You start by assuming the equation defines #y# as a function of #x# (the method we're about to use is called "implicit differentiation" because #y# has not been solved for explicitly in terms of #x#). Then you differentiate both sides with respect to #x#, using the Product Rule and Chain Rule to get the following (using Lebniz notation):

#y^2+2xy\frac{dy}{dx}+y+x\frac{dy}{dx}=0.#

This is an algebra equation that you can now solve for the derivative #dy/dx# to get:

#\frac{dy}{dx}=\frac{-y^{2}-y}{2xy+x}.#

If this is confusing, it might be less confusing if you write #y=f(x)# and then write the original equation as #x(f(x))^2+xf(x)=12#. Now when you differentiate both sides with respect to #x#, you'd write the initial result as

#(f(x))^2+2xf(x)f'(x)+f(x)+xf'(x)=0#

and then solve for #f'(x)# to get

#f'(x)=\frac{-(f(x))^2-f(x)}{2xf(x)+x}.#

To use this derivative to find the slope of the curve at a specific value of #x#, you'd also have to find a corresponding value of #y# and plug both numbers into the equation for the derivative. For example, if #x=1#, then the original equation becomes #y^2+y=12# or #y^2+y-12=0# or #(y+4)(y-3)=0#, giving two corresponding values of #y#: #y=-4# and #y=3#.

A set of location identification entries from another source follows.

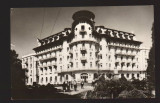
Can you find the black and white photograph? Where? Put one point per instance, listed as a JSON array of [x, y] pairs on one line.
[[97, 52]]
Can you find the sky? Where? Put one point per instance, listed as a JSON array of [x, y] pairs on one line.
[[28, 24]]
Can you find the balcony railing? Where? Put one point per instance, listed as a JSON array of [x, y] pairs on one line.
[[82, 32], [52, 64], [54, 49], [71, 60], [71, 52], [48, 58], [125, 54], [122, 46]]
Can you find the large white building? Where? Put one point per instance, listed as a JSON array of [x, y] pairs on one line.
[[82, 51]]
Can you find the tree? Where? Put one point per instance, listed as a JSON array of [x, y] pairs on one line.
[[151, 63]]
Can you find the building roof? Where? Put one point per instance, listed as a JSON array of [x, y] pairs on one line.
[[83, 13], [32, 54]]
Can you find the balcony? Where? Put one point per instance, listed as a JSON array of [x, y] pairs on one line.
[[124, 54], [71, 60], [83, 50], [71, 52], [48, 58], [27, 74], [46, 51], [123, 46], [83, 59], [134, 61]]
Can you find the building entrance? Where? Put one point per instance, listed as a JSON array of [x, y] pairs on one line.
[[84, 76]]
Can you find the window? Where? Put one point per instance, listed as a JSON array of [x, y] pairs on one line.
[[83, 64], [42, 80], [101, 47], [90, 64], [90, 54], [82, 27], [90, 45], [76, 54], [46, 79], [66, 77], [100, 56], [55, 78], [50, 79], [77, 64], [121, 58], [61, 78], [82, 36], [83, 45]]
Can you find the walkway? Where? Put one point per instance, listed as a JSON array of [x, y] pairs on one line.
[[79, 90]]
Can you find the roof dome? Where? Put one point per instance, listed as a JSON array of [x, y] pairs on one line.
[[83, 13]]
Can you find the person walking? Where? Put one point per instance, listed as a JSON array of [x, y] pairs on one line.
[[82, 84], [75, 85], [71, 84], [64, 86]]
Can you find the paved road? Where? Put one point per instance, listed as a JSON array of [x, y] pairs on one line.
[[79, 90]]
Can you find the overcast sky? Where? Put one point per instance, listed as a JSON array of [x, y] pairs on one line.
[[26, 23]]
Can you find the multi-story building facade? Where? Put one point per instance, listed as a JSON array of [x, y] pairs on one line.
[[82, 51]]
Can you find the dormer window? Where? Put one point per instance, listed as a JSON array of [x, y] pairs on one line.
[[82, 27]]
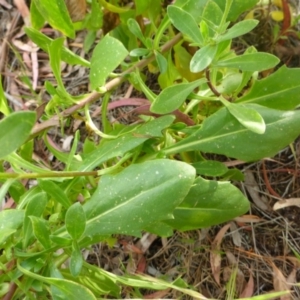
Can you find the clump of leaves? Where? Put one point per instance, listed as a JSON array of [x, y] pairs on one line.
[[144, 176]]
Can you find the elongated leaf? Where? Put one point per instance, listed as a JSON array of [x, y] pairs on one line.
[[212, 15], [210, 168], [15, 130], [173, 97], [35, 208], [43, 42], [75, 221], [248, 117], [185, 23], [56, 13], [221, 133], [140, 195], [203, 58], [209, 203], [237, 7], [252, 62], [41, 231], [107, 55], [238, 29], [4, 108], [76, 260], [280, 90]]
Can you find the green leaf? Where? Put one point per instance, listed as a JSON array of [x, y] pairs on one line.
[[212, 15], [71, 290], [161, 62], [35, 207], [55, 192], [138, 196], [252, 62], [237, 7], [10, 220], [15, 130], [248, 117], [237, 30], [41, 231], [44, 42], [76, 260], [203, 58], [185, 23], [209, 203], [75, 221], [139, 52], [280, 90], [4, 108], [172, 97], [36, 18], [125, 143], [107, 55], [56, 14], [221, 133], [134, 27], [210, 168]]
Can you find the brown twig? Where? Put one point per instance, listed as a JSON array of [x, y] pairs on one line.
[[267, 182], [54, 121]]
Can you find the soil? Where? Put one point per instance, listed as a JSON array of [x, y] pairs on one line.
[[259, 248]]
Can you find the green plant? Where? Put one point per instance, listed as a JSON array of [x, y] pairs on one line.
[[145, 176]]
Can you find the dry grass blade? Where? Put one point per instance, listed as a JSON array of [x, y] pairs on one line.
[[215, 256], [280, 283], [286, 203]]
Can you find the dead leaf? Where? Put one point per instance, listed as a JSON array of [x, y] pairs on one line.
[[236, 236], [215, 256], [286, 203], [279, 282], [249, 288]]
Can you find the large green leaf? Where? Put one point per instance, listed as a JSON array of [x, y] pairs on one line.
[[138, 196], [209, 203], [15, 130], [221, 133], [237, 7], [107, 55], [56, 13], [280, 90], [196, 7], [238, 29], [75, 221], [252, 62], [35, 207]]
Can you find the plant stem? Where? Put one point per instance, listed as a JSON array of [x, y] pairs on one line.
[[47, 174], [54, 121]]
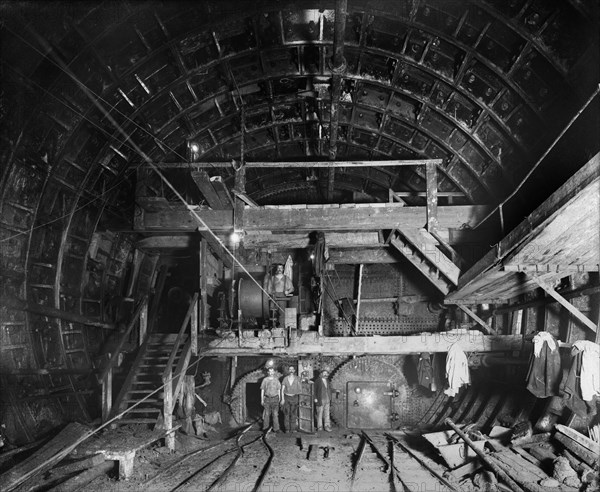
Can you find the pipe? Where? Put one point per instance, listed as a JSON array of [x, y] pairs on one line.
[[338, 67], [509, 481]]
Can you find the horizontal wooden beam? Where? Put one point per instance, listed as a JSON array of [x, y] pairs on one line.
[[363, 255], [325, 164], [266, 239], [311, 343], [488, 329], [167, 242], [331, 218], [584, 291], [51, 312], [564, 303]]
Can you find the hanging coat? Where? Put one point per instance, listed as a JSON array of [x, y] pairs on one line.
[[543, 377], [457, 370], [425, 370], [570, 389], [589, 376]]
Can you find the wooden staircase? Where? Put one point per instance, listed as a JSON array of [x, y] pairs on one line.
[[144, 378], [425, 252]]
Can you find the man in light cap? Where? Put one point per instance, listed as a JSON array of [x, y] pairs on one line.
[[323, 401], [290, 396], [269, 398]]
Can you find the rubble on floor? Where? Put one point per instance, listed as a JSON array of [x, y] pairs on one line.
[[563, 460]]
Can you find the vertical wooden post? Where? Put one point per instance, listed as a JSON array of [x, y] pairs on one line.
[[233, 371], [360, 268], [194, 328], [187, 400], [168, 409], [143, 323], [431, 174], [107, 395], [203, 285]]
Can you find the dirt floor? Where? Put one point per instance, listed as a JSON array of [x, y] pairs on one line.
[[296, 466], [301, 462]]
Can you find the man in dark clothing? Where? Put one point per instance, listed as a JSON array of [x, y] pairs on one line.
[[270, 389], [323, 392], [290, 395]]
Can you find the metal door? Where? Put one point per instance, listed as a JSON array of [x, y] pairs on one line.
[[306, 420], [369, 405]]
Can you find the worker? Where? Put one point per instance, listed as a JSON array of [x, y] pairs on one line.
[[322, 395], [290, 396], [280, 284], [270, 389]]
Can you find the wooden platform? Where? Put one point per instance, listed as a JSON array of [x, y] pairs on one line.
[[559, 238]]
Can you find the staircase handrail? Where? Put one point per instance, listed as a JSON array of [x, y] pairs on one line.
[[167, 374], [115, 355]]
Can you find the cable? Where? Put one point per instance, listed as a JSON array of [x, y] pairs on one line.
[[146, 158], [539, 161]]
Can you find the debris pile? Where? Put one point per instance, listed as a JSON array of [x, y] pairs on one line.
[[516, 459]]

The slope of the curve at #(x,y)=(1,-4)# would be #\frac{dy}{dx}=\frac{-(-4)^2-(-4)}{2\cdot 1\cdot (-4)+1}=\frac{-12}{-7}=\frac{12}{7}# and the slope of the curve at #(x,y)=(1,3)# would be #\frac{dy}{dx}=\frac{-(3)^2-(3)}{2\cdot 1\cdot (3)+1}=\frac{-12}{7}=-\frac{12}{7}#.